Зуб мамонта. Летопись мертвого города - Николай Веревочкин
Шрифт:
Интервал:
Закладка:
Енко уселся на хозяйское место под галереей семейных фотографий и взял бразды застолья в свои руки.
— Всем по полному, — распорядился он, но себе и Руслану налил на треть из ОТДЕЛЬНОЙ бутылки.
— Э-э-э, — загудели с осуждением мужики, удивленные малостью порции.
Енко простер над столом руку, и все подняли граненые кубки на уровень сердца. Корявые крестьянские пальцы, держащие стаканы, глаза, в которых искрилось предчувствие праздника, улыбки детского ожидания на морщинистых лицах, чистая скатерть в честь гостей, добрые глаза хозяйки, стоящей в дверях с подносом крупно нарезанного хлеба, убогая обстановка избы — все вызывало у Руслана сострадание и неловкость. Они ввалились в отброшенное к средневековью, униженное нуждой сельцо для забавы. А на кладбище свадьбы не устраивают.
— Уговор: каждый следит за своим стаканом. За королевскую охоту, мужики! Не торопись, Иван, а то не догоним. Давайте выпьем за то, чтобы завтра не перестрелять друг друга.
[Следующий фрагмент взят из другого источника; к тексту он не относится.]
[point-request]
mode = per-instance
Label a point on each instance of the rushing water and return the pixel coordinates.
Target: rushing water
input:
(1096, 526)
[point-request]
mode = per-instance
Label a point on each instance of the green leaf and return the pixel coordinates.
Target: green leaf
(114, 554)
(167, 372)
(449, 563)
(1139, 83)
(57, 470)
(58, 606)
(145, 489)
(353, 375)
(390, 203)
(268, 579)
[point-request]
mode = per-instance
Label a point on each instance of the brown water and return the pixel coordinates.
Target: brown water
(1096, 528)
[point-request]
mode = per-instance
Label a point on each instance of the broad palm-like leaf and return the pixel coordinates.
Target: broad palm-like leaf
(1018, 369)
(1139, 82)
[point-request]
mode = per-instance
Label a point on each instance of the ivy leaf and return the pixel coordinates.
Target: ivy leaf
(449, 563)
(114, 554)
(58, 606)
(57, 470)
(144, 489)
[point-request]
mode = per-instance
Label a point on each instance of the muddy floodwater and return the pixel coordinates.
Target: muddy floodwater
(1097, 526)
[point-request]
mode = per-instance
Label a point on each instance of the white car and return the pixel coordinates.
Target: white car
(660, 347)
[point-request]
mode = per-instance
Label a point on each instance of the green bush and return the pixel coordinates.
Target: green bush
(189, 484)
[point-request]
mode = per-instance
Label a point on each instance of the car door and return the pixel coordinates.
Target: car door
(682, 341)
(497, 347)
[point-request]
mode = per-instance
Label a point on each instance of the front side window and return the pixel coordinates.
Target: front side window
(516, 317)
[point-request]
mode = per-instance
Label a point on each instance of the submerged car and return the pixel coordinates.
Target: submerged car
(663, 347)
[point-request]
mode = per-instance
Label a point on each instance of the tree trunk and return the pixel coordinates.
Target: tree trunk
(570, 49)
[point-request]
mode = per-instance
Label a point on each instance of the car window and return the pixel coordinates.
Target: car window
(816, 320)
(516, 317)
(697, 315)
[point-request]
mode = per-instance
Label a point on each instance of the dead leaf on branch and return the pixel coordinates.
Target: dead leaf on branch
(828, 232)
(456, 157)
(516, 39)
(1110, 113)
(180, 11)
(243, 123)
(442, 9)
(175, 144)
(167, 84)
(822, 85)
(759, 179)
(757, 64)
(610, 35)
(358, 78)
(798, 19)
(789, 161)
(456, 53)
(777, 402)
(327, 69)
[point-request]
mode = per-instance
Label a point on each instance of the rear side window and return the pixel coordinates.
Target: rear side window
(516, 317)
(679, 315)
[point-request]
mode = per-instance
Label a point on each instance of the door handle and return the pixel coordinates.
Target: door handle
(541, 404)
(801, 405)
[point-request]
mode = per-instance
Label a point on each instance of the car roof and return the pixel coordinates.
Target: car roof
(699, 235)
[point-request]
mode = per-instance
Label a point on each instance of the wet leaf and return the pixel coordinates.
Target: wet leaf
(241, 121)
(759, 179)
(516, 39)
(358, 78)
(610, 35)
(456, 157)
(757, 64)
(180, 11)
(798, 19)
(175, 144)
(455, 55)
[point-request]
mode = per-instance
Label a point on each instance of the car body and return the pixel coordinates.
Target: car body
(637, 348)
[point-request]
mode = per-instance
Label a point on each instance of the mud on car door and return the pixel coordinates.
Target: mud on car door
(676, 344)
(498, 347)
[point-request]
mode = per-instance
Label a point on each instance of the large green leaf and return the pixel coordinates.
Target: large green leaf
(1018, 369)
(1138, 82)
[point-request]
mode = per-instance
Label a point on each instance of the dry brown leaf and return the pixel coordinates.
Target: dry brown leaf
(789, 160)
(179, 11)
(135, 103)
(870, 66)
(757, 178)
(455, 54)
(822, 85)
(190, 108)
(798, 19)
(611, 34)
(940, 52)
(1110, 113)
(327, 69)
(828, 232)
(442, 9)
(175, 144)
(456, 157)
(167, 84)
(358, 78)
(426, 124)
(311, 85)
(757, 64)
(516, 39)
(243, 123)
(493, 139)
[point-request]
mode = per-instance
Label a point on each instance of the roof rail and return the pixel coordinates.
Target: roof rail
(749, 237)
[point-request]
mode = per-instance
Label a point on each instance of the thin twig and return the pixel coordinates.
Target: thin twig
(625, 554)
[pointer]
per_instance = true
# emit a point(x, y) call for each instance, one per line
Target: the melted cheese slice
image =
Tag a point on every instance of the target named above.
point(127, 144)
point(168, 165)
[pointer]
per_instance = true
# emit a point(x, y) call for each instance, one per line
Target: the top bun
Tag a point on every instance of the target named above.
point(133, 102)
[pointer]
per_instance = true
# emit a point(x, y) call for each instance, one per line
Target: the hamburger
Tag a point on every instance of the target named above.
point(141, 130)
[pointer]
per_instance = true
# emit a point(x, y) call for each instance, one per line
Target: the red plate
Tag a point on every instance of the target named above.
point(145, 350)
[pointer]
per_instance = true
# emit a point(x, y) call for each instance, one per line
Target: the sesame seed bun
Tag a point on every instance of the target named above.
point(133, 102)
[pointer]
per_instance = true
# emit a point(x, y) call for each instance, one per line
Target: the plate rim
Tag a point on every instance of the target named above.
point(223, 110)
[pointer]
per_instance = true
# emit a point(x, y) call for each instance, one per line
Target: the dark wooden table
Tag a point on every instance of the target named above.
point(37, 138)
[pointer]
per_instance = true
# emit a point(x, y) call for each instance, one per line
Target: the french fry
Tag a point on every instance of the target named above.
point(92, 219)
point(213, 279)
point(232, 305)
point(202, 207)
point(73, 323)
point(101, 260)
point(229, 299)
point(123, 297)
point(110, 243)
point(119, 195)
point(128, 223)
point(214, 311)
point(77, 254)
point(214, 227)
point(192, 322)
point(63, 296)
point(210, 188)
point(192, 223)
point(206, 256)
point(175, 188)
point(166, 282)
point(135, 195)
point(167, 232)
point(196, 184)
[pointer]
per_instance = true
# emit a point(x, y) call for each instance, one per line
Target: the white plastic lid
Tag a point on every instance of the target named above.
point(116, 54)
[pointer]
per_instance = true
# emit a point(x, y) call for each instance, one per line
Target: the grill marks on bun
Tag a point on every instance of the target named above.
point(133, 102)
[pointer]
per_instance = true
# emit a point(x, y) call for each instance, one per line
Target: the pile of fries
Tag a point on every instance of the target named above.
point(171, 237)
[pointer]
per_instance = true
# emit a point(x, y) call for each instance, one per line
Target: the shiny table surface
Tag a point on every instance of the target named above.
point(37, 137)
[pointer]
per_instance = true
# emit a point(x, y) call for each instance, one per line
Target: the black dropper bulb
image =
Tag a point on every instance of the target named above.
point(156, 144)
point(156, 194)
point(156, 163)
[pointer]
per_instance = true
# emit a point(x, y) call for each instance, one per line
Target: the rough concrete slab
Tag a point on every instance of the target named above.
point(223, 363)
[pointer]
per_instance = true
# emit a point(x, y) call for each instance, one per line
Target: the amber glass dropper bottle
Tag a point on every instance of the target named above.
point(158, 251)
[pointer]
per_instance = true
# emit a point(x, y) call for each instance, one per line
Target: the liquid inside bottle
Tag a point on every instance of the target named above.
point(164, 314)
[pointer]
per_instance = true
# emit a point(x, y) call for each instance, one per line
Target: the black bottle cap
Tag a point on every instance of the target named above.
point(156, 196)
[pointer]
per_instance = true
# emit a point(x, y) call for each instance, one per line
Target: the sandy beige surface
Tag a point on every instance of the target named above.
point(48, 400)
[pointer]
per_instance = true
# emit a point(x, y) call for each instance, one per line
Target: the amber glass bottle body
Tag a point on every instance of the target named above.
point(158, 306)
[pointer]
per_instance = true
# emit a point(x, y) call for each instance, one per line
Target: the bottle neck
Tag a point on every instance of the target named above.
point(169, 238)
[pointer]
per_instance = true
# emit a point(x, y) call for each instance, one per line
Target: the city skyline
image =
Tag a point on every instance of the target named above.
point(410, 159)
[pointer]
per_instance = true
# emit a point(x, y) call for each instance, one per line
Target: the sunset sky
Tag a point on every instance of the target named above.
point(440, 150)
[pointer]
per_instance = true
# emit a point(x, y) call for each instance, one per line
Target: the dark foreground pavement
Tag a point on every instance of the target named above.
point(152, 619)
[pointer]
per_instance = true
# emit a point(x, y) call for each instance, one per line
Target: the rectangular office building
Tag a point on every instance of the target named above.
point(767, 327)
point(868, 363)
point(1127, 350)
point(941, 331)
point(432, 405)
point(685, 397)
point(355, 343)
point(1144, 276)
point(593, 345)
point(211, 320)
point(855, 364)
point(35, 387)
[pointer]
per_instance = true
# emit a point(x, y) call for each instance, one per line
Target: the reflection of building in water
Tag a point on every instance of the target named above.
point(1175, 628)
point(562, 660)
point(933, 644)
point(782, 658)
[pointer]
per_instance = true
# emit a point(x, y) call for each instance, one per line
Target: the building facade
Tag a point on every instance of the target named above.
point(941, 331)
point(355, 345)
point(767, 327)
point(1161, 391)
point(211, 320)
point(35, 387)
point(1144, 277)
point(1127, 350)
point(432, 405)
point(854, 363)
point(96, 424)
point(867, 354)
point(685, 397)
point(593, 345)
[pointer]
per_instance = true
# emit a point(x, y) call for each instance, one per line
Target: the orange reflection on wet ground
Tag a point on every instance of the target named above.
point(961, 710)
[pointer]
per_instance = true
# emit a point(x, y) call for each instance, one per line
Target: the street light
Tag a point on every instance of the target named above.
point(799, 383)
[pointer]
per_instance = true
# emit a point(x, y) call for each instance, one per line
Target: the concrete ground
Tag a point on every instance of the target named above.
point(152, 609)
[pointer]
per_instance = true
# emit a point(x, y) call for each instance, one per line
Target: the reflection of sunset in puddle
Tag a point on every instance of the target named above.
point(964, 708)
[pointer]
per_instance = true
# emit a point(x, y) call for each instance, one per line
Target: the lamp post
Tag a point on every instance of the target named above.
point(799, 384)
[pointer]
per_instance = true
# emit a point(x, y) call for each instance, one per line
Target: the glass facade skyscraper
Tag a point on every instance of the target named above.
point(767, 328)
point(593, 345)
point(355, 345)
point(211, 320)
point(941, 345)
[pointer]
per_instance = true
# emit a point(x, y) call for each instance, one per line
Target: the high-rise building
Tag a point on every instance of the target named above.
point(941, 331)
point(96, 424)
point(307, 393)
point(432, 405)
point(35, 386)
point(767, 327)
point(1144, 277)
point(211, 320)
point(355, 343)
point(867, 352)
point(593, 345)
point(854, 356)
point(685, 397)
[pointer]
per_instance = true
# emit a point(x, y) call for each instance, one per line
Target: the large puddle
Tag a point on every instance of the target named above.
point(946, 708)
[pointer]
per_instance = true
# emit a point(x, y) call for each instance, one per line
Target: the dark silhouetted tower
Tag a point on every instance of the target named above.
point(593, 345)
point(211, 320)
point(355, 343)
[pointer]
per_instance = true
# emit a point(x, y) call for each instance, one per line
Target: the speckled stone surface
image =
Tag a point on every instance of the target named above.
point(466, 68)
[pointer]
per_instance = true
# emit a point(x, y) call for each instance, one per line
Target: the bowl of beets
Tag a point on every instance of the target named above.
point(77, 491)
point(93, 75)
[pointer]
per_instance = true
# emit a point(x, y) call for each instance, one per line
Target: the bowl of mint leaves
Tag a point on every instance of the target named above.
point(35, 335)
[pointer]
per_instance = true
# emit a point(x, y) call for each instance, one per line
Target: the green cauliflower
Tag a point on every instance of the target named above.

Запомните: зайчик маленький, беленький, ушки торчком, а я беленький, большой и без ушей. До дна.
Уговаривать никого не пришлось. Пили мужики, как работали, по-русски: все скопом, в охапку и за один раз. Так, чтобы пупы трещали. Лошадиная доза на голодный желудок мгновенно преобразила мир. Он стал уютнее, пушистее, теплее. Захрустел на зубах лук, заскрежетали о дно тарелок вилки. Все разом заговорили о заветном, почувствовав себя в кругу самых близких друзей. Задымили дешевыми папиросами.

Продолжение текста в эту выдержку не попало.